Please forgive me if this letter doesn't make sense. This is the 3rd letter for me tonight and I am getting kind of sleepy.
It hardly seems possible that June 1 is practically here. The time has gone so fast the past few years. Just think in 2 months Bill and I will be married 2 years. It has been the happiest years of my life. I bet you don't know just how wonderful he is. Mary he has been so good to me. I could never tell you how much I love him. Guess I'd better stop this slush. You know I'm sleepy when I talk like this. Well, be good Mary. I promise again that I will write more often. Hope everything's O.K. If you have time, drop me a line sometime.

                                                                                          Love, Betty

This is the first and last letter from Betty (Mrs. Wilbur C. Garner). She passed away a month after she wrote this "Letter to Mary," at the age of 21, on June 25, 1943, when she went into a diabetic shock from an undiagnosed diabetic condition.  She had been married to Bill just shy of two years. She was laid to rest in Druid Hill Cemetery, (Groveland section) Baltimore, Md. 

As told to me (Karen Garner Martin Messick) by Bill prior to his death in 2002.

"At the time of Betty's death, I was stationed in Camp Polk, Louisiana and out on cadre when I received the news. I was notified by the Army of Betty's sudden passing and given bereavement leave to return home. I immediately began my long journey home. The darn trains in the country were tied up with military comings and goings in support of the war effort and it took me over 48 hours of constant travel to arrive in Baltimore. I arrived tired and exhausted the day Betty was laid to rest, as I had not slept for those 48 hours. Betty's father, chastised me for not arriving sooner. I could not believe he did that, as I was mourning the loss of my beloved young wife. He was a real bastard.
Shortly after Betty was buried I headed back to Camp Polk to continue my service to my country, leaving my parents and Betty's to dissolve our marital home."


  1. I am so touched by this letter and want to go back and see others you have posted. My father was in the military/France through Germany at a similar time. He never spoke of what he did or saw, I know it tortured him to do so. But we are left with many "blank" years of his life. Reading this letter some how filled in a hollow place. Wishing you the best with this on going project. Sharon

    1. Thank you Sharon, The men who served all those years were sworn to silence!My dad never spoke of the war until he was dying. I feel as you do that there are so many missing pieces. I am so glad to know you have found this to be helpful! Than you!

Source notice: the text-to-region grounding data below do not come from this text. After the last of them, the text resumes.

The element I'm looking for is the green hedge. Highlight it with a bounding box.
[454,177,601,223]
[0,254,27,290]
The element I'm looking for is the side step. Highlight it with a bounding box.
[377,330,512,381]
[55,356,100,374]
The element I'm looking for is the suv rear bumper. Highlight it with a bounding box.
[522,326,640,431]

  2. Sharon, thank you for leaving your comments. Quite possibly he was in the same unit. You can get his military records if you do not have any from the Government that will tell you what unit he was assigned to and then you can look up their history. Dad never really talked about it either until he was in his late 70's, they were sworn to silence, and they kept their promise. They were a very unique and honorable generation. Please feel free to leave any comments or questions and I will try to answer them and maybe fill in some more blank spaces for you.